- Genre: Murder mystery
- Created by: Anthony Horowitz
- Based on: Marble Hall Murders by Anthony Horowitz
- Written by: Anthony Horowitz
- Directed by: Rebecca Gatward
- Starring: Lesley Manville; Timothy McMullan;
- Composer: Murray Gold
- Countries of origin: United Kingdom; United States;
- Original language: English
- No. of episodes: 6

Production
- Executive producers: Suzanne Simpson; Lesley Manville; Rebecca Gatward; Suzanne McAuley; Jill Green; Anthony Horowitz;
- Producer: Suzanne McAuley
- Cinematography: Peter Robertson
- Editor: Catherine Creed
- Production companies: BBC Studios; Salt Films; PBS Masterpiece; Eleventh Hour Films;

Original release
- Network: PBS
- Release: 6 September 2026 – present
- Network: BBC One

Related
- Magpie Murders; Moonflower Murders;

= Marble Hall Murders (TV series) =

British television series

Marble Hall Murders is a murder mystery television series. It is an adaptation of the mystery novel of the same name by British author Anthony Horowitz and the third novel in the Susan Ryeland series. It premiered on PBS on 6 September 2026.

==Premise==
Susan Ryeland begins to investigate a decades-old death of a once popular author of children's books.

==Cast==
- Lesley Manville as Susan Ryeland
- Tim McMullan as Atticus Pünd
- Patricia Hodge as Miriam Crace / Lady Margaret Chalfont
- Mark Bonnar as Edward Crace / Elmer Waysmith
- Jamie Blackley as Eliot Crace
- Daniel Cerqueira as Dr. Julian Lambert / Hector Lambrose
- Harry Lloyd as Roland Crace / Robert Waysmith
- Rupert Penry-Jones as Jonathan Crace / Jeffrey Chalfont
- Anneika Rose as Wardlaw
- Danny Sapani as Ian Blakeney
- Zubin Varla as Frederick Turner / Achilles Vassilikos
- Katie Clarkson-Hill as Gillian Crace
- Yasmine Al Massri as Leila Crace / Lola Chalfont
- Phoenix Laroche as young Eliot Crace / Cedric Chalfont
- Nia Brown as young Julia Crace
- Luke Lambert as young Roland Crace
- Claire Rushbrook as Katie Williams
- Jorden Myrie as Matthew Flynn
- Laura Rogers as Julia Crace / Judith Lyttleton
- Richard Goulding as Harry Lyttleton
- Martha Lambiri as Maria Kapodistria
- Manolis Emmanouel as Kristos
- Alexis Georgoulis as Michalis
- Ian Porter as Harrison Carter
- Lydia Fleming as Sofia Androulakis
- Amelia Bullmore as Elaine Clover
- Michael Maloney as Charles Clover

==Production==
In January 2025, the series was ordered by BBC One and PBS, with Lesley Manville and Tim McMullan reprising their roles from 2024's Moonflower Murders. The series is adapted by Anthony Horowitz from his third and final Susan Ryeland novel of the same name, with Jill Green as executive producer. Filming locations include Corfu and London. Speaking in June 2025, Horowitz stated that filming on the second series was underway with Rebecca Gatwald as director.

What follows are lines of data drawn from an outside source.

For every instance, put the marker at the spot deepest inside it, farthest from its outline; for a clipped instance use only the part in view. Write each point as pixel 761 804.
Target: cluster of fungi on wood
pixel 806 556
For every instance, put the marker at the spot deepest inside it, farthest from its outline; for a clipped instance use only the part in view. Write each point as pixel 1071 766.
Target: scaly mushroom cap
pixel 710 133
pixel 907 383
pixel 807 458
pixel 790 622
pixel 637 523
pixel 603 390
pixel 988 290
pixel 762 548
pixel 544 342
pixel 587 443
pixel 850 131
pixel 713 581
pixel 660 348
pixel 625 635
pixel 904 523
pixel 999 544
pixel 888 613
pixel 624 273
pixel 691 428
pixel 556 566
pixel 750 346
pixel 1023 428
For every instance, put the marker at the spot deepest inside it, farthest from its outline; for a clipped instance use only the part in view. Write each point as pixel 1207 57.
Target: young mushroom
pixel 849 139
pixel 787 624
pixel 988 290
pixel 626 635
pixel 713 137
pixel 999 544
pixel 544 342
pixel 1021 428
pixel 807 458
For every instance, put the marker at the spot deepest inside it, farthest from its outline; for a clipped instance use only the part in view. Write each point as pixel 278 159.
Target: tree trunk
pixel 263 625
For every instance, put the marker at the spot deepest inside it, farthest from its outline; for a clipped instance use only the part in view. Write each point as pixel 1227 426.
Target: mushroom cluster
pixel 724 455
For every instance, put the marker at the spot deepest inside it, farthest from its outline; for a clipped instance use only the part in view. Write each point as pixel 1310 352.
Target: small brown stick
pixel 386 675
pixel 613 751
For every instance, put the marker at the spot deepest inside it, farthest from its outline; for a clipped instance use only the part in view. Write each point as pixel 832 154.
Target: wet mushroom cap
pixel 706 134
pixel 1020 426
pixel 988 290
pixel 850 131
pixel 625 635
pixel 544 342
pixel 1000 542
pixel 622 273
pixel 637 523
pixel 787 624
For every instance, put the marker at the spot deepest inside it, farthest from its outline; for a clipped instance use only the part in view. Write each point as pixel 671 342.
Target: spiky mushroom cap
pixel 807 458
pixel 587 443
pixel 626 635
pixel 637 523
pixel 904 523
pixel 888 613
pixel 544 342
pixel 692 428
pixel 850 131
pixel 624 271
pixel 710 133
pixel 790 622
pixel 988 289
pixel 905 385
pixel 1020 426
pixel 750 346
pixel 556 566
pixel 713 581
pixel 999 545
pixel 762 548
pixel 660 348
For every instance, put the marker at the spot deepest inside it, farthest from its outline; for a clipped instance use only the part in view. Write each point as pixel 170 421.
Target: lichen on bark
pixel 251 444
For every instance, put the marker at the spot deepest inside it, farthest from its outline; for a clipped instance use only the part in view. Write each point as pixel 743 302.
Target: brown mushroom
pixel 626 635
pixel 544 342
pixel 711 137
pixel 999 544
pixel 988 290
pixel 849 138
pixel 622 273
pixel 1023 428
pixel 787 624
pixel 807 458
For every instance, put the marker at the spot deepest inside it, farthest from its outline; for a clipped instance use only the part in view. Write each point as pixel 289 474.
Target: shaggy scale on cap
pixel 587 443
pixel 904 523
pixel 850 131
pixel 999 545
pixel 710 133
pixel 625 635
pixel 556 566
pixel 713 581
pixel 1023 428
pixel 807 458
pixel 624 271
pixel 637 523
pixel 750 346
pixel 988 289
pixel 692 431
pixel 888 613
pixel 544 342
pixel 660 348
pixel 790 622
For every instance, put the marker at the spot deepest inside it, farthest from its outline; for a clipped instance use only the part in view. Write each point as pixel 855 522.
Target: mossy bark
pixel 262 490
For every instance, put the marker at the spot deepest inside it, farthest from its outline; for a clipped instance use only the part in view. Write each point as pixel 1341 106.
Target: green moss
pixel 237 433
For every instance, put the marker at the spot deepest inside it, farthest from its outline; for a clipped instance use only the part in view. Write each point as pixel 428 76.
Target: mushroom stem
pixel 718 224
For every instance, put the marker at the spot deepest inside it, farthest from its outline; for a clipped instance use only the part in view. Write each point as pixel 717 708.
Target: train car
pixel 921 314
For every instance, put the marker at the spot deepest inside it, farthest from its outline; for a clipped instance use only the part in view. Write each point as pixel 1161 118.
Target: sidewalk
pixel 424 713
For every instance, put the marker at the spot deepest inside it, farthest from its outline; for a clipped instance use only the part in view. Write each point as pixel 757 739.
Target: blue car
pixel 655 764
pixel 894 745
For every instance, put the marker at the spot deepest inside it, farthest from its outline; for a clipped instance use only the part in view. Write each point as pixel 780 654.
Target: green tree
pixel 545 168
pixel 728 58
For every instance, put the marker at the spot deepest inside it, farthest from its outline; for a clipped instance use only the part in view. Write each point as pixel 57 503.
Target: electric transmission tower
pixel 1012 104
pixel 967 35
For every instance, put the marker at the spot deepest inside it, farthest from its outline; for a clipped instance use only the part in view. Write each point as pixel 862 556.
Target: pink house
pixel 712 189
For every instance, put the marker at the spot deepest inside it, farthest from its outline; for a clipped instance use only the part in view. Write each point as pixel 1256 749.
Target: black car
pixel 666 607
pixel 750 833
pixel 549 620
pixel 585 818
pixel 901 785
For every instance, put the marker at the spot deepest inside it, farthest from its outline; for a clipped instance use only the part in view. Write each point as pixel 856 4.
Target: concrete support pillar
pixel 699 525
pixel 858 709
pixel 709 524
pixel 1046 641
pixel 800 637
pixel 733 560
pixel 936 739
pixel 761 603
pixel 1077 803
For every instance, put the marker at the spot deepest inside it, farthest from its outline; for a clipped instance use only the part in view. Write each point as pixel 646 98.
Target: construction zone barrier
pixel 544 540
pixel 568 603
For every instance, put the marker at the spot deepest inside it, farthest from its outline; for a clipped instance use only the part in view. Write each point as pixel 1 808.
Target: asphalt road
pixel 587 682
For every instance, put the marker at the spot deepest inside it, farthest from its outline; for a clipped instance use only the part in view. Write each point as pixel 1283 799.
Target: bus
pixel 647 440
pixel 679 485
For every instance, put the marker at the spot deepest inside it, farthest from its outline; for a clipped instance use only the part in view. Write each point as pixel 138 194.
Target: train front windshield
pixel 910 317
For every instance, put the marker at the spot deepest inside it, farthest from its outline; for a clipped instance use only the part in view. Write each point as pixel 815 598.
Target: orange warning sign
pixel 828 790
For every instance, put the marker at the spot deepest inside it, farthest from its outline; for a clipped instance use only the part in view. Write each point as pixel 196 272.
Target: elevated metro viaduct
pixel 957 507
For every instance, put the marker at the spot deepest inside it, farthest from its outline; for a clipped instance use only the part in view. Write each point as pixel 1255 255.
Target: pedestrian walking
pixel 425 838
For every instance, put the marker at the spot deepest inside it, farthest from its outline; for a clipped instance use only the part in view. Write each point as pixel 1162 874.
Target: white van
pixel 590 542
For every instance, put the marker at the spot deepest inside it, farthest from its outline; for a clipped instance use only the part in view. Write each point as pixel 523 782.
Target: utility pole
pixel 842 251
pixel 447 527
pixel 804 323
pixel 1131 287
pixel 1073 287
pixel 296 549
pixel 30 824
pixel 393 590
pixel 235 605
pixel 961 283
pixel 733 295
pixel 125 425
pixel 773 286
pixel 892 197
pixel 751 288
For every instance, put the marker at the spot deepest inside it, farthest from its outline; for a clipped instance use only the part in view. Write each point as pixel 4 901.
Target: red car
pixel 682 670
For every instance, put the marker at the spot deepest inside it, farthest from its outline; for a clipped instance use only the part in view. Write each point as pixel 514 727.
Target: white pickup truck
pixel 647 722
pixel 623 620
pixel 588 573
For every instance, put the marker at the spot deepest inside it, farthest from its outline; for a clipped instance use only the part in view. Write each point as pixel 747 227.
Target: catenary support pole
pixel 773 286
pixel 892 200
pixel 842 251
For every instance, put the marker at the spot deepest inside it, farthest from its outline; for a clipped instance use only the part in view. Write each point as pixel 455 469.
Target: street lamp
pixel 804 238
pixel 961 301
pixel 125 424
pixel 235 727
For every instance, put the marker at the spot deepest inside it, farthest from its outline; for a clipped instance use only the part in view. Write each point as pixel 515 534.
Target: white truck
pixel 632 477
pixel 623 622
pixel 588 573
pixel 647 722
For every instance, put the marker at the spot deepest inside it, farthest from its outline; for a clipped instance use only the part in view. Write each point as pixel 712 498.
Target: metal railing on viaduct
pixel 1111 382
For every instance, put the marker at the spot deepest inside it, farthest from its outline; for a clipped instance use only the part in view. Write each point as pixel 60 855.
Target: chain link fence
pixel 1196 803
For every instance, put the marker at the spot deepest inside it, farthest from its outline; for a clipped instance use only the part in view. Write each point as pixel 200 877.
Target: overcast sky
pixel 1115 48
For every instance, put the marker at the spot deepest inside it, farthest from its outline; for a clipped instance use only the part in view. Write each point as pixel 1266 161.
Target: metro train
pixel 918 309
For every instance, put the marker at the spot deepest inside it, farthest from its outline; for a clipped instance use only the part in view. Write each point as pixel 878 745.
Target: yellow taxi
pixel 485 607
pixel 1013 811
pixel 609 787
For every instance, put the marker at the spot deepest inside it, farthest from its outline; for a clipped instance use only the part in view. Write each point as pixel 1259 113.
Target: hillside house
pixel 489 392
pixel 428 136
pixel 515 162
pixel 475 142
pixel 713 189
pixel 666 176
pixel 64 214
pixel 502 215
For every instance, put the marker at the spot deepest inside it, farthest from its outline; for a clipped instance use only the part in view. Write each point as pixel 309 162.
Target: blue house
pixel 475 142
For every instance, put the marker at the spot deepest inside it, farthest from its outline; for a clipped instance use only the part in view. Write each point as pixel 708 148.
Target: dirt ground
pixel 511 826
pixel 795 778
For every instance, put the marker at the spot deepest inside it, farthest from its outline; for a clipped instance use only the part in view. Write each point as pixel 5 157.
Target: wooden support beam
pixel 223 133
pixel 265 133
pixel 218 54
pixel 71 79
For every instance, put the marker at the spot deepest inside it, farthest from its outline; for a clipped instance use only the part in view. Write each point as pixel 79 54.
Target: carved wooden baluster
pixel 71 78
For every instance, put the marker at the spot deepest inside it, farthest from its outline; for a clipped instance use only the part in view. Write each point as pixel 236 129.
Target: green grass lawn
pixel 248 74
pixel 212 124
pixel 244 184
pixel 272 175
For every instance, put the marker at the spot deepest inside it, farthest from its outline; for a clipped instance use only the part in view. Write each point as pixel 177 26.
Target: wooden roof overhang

First-look images from filming were released in April 2026, with additional cast members for the series including Mark Bonnar, Patricia Hodge, Rupert Penry-Jones, Anneika Rose and Harry Lloyd.

==Episodes==

| No. | Title | Directed by | Written by | Original release date | U.S. airdate |
|---|---|---|---|---|---|
| 1 | "Episode 1" | Rebecca Gatward | Anthony Horowitz | TBA | 6 September 2026 |
| 2 | "Episode 2" | Rebecca Gatward | Anthony Horowitz | TBA | 13 September 2026 |
| 3 | "Episode 3" | Rebecca Gatward | Anthony Horowitz | TBA | 20 September 2026 |
| 4 | "Episode 4" | Rebecca Gatward | Anthony Horowitz | TBA | 27 September 2026 |
| 5 | "Episode 5" | Rebecca Gatward | Anthony Horowitz | TBA | 4 October 2026 |
| 6 | "Episode 6" | Rebecca Gatward | Anthony Horowitz | TBA | 11 October 2026 |

==Broadcast==
It premiered on PBS in the United States on 6 September 2026, and on BBC One and BBC iPlayer in the United Kingdom on 26 September 2026.